Seventy-Nine
The equinox sun shone down on Boston as I surveyed the city from the Phillips 22 lounge in Mass General. I wished I had a smartphone. I still hadn’t gotten a picture of this view.
I had stitches and a bandage where Walt’s bullet had cut my side. The burns on my hands and arms had been morphined into submission earlier in the week, but now they were responding to a salve and more bandages. My cough had subsided. I was rested and ready to go.
“Hey, Tucker,” Bobby Miller said. He had entered the lounge with Lee and Jael. “Jesus. Hell of a view.”
“Let me use your phone,” I said. Bobby handed me his phone and I snapped a picture.
Lee said, “The gun from the storage bin matched the bullets from JT and Cathy Byrd. You were right. Walt killed them both.”
“I know,” I said.
“There was another gun. A revolver with no serial number. Do you know where that came from?”
I looked off toward the North End. I said, “I have no idea. Probably belonged to my dad.”
Lee said, “Because we just can’t get the pieces to fit together.”
I turned. “Lee, I’m done helping you fit the pieces together.”
“Yes, but—”
“Done. I’m done.”
Lee looked from Bobby to Jael to me. He held out his hand. “Of course. Thank you for your help, Tucker.”
I shook it, wincing, having forgotten my burns. “You’re welcome.”
“May God be between you and me.”
Lee pushed his way through the Phillips main entrance door and was gone.
I asked Jael, “What does that mean?”
Jael said, “It means that Lieutenant Lee likes you.”
“Well that’s good.”
Bobby said, “The evidence that your dad sold those plans was rock solid.”
“Okay.”
“We’re turning up more evidence of Walt Adams trying to recruit spies.”
“And?”
“And GDS doesn’t want to stir this up anymore.

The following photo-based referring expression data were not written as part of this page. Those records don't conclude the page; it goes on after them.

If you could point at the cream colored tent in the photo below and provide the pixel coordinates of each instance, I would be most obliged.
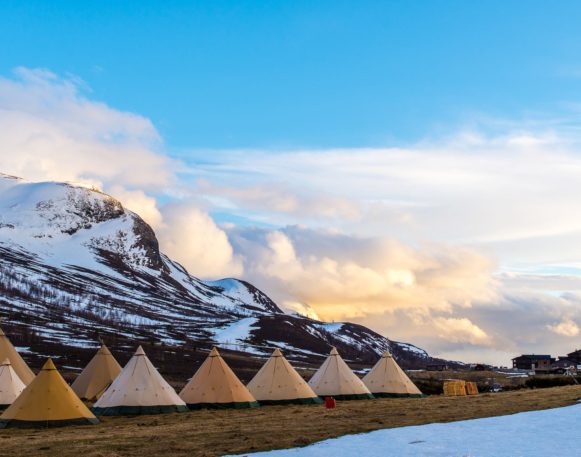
(387, 379)
(97, 375)
(18, 364)
(10, 384)
(335, 379)
(216, 386)
(277, 382)
(48, 401)
(139, 389)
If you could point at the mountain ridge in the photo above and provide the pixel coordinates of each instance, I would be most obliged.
(76, 266)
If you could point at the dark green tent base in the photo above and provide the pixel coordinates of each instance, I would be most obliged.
(232, 405)
(392, 395)
(294, 401)
(349, 397)
(139, 410)
(14, 423)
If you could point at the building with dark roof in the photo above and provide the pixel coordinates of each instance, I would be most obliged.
(533, 362)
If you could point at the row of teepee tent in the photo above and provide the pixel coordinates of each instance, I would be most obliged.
(138, 388)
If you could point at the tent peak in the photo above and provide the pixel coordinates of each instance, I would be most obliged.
(48, 365)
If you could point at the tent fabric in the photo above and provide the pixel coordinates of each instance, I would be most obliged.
(47, 401)
(471, 388)
(387, 379)
(215, 385)
(97, 376)
(11, 386)
(335, 379)
(138, 389)
(455, 388)
(18, 364)
(277, 382)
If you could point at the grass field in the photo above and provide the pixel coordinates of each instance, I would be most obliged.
(215, 432)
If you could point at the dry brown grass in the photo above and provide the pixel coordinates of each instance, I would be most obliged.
(214, 433)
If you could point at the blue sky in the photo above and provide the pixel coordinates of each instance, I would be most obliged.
(411, 166)
(288, 74)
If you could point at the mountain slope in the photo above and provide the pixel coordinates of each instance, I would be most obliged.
(75, 266)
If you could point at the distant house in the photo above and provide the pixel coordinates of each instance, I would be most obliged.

They’ve said, and I agree, that your visit to their facility the other day simply resulted in a misunderstanding. They’re willing to forget about it. In fact, they’re dying to forget about it.”
“Good. So am I.”
Bobby stuck out his hand. “I put you through hell, buddy. I’m sorry.”
I waved my bandage and Bobby dropped his hand. I said, “It’s not your fault that my dad was a scumbag, Bobby.”
Bobby asked, “You heading out now?”
“In a while.”
Bobby left Jael and me alone in the waiting room. We looked out the window across Boston.
I said, “I couldn’t do it, Jael. I couldn’t kill him.”
Jael said, “I know. You should be proud. You could not kill him because you are a good person.”
“I was weak. You would have been able to do it. Back when you worked at—you know.”
“Good people do not murder,” she said. “I am trying to be a good person now.”
I said, “You are a good person.”
“I will drive you home.”
She turned and headed for the door. I took one last look at Boston, trying to imprint the panorama on my brain, then I turned from the view and followed Jael.